Sen. Ron Johnson (R-WI), chairman of the Senate Homeland Security Committee, told CNN’s Jake Tapper that’s he’s very concerned that key areas of our infrastructure are vulnerable to terrorist/cyber attack, specifically our nuclear power plants:
Senate Homeland Security Committee Chairman Ron Johnson, R-Wisconsin, said in an interview with CNN's Jake Tapper on "State of the Union" Sunday that he's worried about reports that the terrorists who attacked Brussels had also staked out and planned a strike on a nuclear power plant.
"I'm highly concerned about that, but not only in Europe -- look at the attack on the Metcalf power station in California. We have not solved that. That's a very disconcerting chain of events here," Johnson said, referring to the 2013 sniper attack on a California energy grid substation, which took out power to parts of Silicon Valley.

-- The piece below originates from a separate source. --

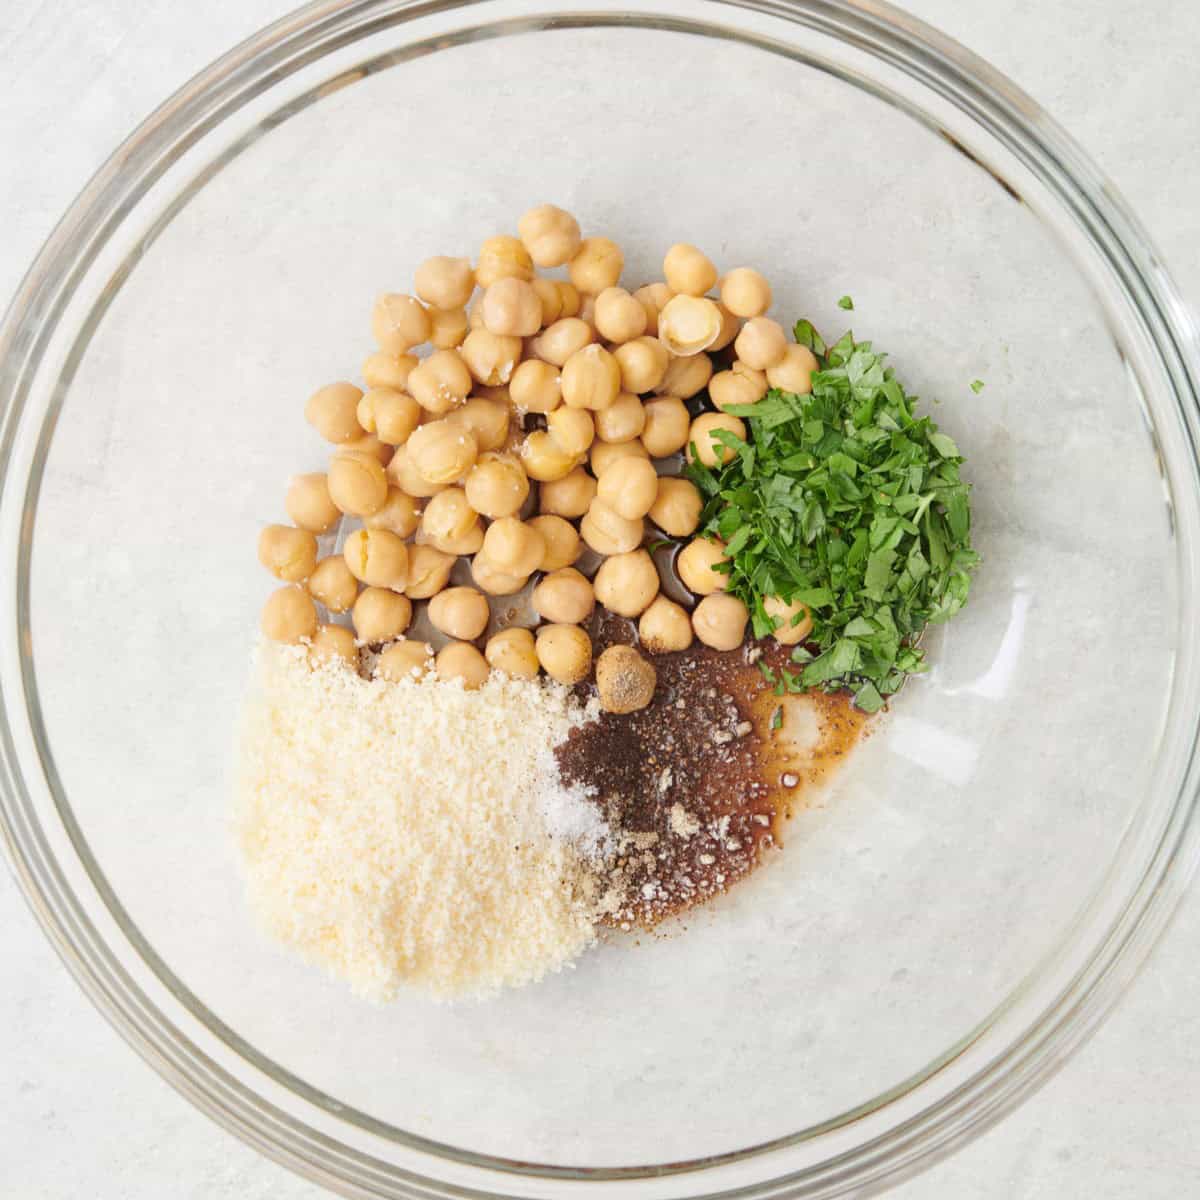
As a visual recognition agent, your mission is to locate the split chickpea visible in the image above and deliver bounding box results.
[658,295,722,357]
[343,528,409,590]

He continued: "So trust me, our critical infrastructure is vulnerable to cyber-attack, to potential terrorist attack, and we are not taking this threat seriously enough. So it's very concerning."
Johnson called for "more robust" surveillance and a stronger U.S. military role in the Middle East.
But, he admitted, "We all have the problem of what do you do with the not-guilty-yet in free and democratic societies where you have the presumption of innocence. It's a very difficult problem."
No doubt it is a terrible problem, but we must also be reminded that our “presumption of innocence,” the right to a trial and public counsel, and our civil liberties is what separates us from them, especially when terrorist groups, like ISIS, want us to shred those values with these attacks. We must also remind ourselves that more often than not, the people who are tasked with carry out these attacks are not the smartest bunch. Mohammad Salameh, who rented the van used in the first World Trade Center bombing in 1993, was arrested after he tried to reclaim his $400 deposit. Faisal Shahzad, the would-be perpetrator of the 2010 Times Square bombing, left the keys to his getaway vehicle inside the Pathfinder that was set to explode.
Scary times? Yes. We must always be vigilant and alert authorities when we see something odd. That could have prevented the San Bernardino shootings that were terrorist-inspired, though some neighbors were worried that they were being racist, or something. If they had, more likely than not, law enforcement would have prevented such an awful crime, as they have done so many times before.